Just when I thought I had mastered athletic mediocrity, I experienced the joys of pregnancy and childbirth. Does taking a shower count as exercise? 

We had two daughters in three years, and I entered a blur of time during which my body expanded, contracted, leaked, and hurt in new ways unrelated to vigorous exercise. My husband and I have had mixed results getting our kids outside and moving, while still finding time to be active ourselves. And it’s easy to compare us to the exceptional parent-athletes who still manage to train and compete at an elite level, and whose children now follow in their prodigious athletic footsteps. Rather than sit on the sidelines and pout, we have learned to celebrate our own victories of short destination hikes, brief ski excursions, and sometimes just playing outside on a sunny day.

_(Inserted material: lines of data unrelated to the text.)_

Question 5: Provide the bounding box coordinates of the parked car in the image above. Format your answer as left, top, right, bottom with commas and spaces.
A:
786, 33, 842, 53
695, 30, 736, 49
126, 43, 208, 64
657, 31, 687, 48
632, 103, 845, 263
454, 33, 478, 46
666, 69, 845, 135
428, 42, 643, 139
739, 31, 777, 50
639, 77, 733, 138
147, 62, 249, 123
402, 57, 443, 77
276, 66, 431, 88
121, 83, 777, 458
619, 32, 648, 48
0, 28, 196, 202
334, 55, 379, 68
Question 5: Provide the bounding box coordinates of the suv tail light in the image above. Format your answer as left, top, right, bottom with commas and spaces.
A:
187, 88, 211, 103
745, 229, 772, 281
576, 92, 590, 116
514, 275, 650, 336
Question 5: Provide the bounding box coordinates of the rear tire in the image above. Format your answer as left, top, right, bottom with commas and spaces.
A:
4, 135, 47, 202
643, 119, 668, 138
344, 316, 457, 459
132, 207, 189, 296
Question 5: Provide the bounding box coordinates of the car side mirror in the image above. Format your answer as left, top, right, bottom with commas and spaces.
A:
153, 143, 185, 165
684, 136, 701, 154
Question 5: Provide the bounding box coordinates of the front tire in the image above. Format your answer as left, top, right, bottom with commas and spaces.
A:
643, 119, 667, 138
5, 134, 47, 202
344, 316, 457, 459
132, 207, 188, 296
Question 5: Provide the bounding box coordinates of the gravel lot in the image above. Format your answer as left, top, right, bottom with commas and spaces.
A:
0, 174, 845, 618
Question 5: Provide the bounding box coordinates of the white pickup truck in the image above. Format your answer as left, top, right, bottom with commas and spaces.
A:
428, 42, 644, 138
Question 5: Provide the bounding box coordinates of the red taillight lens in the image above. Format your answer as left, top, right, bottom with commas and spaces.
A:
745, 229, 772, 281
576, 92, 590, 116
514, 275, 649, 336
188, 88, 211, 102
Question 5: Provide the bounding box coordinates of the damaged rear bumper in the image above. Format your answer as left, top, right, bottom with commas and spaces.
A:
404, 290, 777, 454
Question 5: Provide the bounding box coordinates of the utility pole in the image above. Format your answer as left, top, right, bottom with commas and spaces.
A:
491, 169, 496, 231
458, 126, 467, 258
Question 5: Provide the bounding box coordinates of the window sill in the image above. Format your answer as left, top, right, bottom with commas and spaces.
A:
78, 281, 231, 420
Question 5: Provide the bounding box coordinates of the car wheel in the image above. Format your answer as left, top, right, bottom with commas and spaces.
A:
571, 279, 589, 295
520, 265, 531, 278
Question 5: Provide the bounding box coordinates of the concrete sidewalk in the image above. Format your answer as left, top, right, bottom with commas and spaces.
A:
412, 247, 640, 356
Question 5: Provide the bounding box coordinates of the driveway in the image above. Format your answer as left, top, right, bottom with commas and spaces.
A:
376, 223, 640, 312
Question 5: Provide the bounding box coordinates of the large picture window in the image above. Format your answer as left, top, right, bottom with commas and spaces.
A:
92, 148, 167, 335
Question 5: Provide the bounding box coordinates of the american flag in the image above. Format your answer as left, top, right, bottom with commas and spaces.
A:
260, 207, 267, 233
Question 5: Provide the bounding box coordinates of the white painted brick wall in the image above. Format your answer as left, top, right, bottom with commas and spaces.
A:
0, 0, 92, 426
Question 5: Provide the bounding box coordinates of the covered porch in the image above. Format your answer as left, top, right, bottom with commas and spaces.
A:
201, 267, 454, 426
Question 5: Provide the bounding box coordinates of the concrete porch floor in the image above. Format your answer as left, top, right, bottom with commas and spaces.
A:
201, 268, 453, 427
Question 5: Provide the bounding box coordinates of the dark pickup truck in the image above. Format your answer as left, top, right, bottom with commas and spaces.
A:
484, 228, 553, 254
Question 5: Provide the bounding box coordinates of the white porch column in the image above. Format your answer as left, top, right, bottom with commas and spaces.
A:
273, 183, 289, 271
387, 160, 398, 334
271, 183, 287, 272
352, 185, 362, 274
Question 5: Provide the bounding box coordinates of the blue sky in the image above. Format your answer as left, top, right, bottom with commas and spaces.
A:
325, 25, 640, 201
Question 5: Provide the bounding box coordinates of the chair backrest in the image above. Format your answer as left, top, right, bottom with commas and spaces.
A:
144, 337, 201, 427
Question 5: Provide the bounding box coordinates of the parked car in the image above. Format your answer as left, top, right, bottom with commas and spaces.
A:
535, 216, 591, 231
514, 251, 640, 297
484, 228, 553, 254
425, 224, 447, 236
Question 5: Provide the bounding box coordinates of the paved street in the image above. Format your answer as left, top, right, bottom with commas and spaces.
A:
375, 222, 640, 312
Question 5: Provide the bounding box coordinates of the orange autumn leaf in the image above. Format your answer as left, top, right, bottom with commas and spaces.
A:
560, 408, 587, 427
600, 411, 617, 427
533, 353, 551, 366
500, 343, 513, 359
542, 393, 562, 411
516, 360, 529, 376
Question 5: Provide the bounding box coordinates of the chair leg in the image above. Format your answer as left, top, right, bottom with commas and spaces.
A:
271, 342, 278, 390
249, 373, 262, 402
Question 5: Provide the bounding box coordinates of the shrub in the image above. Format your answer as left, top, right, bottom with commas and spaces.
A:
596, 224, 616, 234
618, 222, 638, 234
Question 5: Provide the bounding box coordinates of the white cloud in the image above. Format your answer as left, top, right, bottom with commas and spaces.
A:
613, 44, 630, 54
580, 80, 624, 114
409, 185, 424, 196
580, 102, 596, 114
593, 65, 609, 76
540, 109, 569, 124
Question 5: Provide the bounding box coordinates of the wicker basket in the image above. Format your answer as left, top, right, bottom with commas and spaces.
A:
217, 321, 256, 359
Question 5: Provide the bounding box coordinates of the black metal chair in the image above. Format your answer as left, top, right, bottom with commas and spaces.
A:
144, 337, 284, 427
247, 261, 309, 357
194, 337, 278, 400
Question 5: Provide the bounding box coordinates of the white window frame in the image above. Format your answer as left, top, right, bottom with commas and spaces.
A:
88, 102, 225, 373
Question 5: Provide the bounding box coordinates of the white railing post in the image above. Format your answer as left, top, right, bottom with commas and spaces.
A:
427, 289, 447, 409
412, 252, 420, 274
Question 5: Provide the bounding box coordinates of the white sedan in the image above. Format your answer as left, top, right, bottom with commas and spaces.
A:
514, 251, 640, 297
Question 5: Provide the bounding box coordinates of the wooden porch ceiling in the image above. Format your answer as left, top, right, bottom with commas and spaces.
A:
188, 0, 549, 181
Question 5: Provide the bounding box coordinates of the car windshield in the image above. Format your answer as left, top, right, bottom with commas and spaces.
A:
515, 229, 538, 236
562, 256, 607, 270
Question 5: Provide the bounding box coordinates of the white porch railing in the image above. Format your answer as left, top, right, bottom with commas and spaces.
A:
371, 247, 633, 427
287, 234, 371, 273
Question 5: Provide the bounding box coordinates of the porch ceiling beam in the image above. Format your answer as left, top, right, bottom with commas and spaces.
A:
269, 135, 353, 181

Now a 43-year-old mother of two, my body is different from that of the young woman who ran a half marathon all those years ago. What does this stage of athletic “okay-ness” hold for me? 

First, I take nothing for granted. I know many people who have physical limitations, injuries, illness, or other issues that prevent them from exercising in the way that they would most like to. I take that gratitude and channel it into self-compassion if I feel discouraged by my lack of speed, strength, or even motivation on any given day. Second, I feel at peace with whatever activity choice I make. I don’t compare my neighborhood walk to another person’s summit. Good for them, and good for me! I’m in it, but not to win it. 

When I consider my motivations for being active right now, it comes down to community, stress relief, and rejuvenation. Sometimes it’s “forced family fun,” and sometimes it’s “me time.” I’m not without goals, and I’m willing to try a new trick here and there, but I’m really content to participate and not excel in a variety of activities. 

So, whether you sing your way through a race or collapse across the finish line, there is a place for you in the pantheon of people who move their bodies. So, get out and recreate to whatever degree possible, and in whatever way brings you joy.